The three Irish chefs are arriving later in the week for the marquee event, the Gaelic Gourmet Gala, held at the luxurious Hotel Commonwealth in Kenmore Square, just next to Fenway Park.
Now in its third year, the Gala has been described as a gourmet grazing affair where guests can mingle and sample amongst six food stations, each with a local and a visiting chef, to contrast the various styles of Irish, Canadian and American cooking.
They’ll be joined by top Boston chefs Michael Schlow, who is the host chef at the Gala, along with celebrity chefs Patrick Connolly, Adam Fuller, Andy Husbands, Mike Pagliaini, Marco Suarez, and husband-and-wife chefs Seth and Angela Raynor from Nantucket.

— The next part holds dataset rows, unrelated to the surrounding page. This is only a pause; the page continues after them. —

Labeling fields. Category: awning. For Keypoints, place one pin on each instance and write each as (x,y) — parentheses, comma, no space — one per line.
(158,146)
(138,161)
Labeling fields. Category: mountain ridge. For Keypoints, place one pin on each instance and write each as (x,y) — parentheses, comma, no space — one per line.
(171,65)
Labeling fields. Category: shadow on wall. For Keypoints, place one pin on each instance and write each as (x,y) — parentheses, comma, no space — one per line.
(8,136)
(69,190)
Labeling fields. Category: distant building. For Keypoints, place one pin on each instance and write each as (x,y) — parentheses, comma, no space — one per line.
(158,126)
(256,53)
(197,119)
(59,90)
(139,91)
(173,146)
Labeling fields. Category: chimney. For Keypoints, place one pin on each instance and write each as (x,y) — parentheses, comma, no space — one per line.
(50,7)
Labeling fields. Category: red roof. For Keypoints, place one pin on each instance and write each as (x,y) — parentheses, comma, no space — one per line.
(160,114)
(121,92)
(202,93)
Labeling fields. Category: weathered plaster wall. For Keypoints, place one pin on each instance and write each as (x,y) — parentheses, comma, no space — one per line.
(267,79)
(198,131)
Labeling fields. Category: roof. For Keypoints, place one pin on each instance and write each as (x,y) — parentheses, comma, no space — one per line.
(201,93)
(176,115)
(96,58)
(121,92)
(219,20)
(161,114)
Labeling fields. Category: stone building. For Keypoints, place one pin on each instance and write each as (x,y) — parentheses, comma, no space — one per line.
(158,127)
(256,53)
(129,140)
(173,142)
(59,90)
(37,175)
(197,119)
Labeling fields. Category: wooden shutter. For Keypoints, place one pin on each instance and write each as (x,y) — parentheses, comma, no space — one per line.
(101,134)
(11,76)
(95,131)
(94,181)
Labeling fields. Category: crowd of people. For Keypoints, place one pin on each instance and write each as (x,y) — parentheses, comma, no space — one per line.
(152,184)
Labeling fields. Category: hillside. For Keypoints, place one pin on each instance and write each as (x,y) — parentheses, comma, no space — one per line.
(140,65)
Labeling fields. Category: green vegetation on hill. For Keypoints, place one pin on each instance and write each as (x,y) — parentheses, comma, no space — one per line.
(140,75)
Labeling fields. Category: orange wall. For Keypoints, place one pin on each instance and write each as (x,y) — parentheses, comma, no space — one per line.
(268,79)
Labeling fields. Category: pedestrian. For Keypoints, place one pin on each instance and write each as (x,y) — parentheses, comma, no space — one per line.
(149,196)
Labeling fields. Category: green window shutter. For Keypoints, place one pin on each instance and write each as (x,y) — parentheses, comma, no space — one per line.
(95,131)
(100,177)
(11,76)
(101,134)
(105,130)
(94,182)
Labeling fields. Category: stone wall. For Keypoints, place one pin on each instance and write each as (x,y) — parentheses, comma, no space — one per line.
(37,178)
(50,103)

Joining the Irish and American chefs this year is Canadian Chef Sean Doucet of Halifax, Nova Scotia, who traces his Irish roots back to Athlone. The Canadian Maritimes have a solid culinary tradition that is flavored by Irish, Scottish and French influences, and also, of course, by proximity to the sea.

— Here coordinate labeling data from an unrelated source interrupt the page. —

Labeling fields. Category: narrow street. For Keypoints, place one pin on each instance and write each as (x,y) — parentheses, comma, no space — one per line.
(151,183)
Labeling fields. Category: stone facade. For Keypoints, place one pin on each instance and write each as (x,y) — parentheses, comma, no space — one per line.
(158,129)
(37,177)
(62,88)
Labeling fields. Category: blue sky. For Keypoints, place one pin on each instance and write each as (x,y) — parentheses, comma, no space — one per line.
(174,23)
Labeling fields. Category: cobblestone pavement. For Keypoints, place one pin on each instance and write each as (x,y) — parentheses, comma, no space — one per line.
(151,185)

Doucet is also presiding over a private reception hosted by the Canadian Consulate General of Boston at the Top of the Hub Restaurant just before the Gala. That event features young Cape Breton fiddle sensation Kimberly Frazier, who is in Boston studying at the Berklee College of Music.
The feast moves over to Eastern Standard Restaurant on Saturday, March 15, as Irish Chef Tony O’Neill and Eastern’s chef Marco Suarez cook up an Irish breakfast,
On Sunday, March 16, at Jury’s Boston Hotel, visiting Chef Paul McKnight from Culloden Estate and Spa in Belfast teams up with Jury’s chef James Tierney, who is originally from Castlebar, to prepare a five course meal in the hotel’s stylish restaurant, Stanhope Grille.
The new wave of Gaelic Gourmet cooking, meanwhile, is spreading beyond the hotels and pubs and into the city’s cultural venues and nightlife.
Lee Statham, marketing director at the John F. Kennedy Library, says the Connolly cooking event, which is part of the Library’s prestigious Forum Series, has elicited nearly one thousand requests to attend.
And the Bee Hive jazz club in Boston’s South End, is initiating its first annual “Bee Irish” night on March 17, featuring an Irish blues band, Hogan’s Goat, led by Robert Emmet Dunlap. Chef Rebecca Newell has put on the menu Lamb, Barley and Parsnip Stew, Wild Irish Salmon, and Apple Oatmeal Crisp. There’s no sign of corned beef anywhere.
The Gaelic Gourmet Week ends of a musical note on Monday, March 17, at the Seaport Boston Hotel along the city’s waterfront. Fiddle champion Seamus Connolly, uilleann piper Jimmy O’Brien Moran, and multi-instrumentalist Kevin McElroy play an afternoon set of traditional music in the hotel’s newly renovated lounge.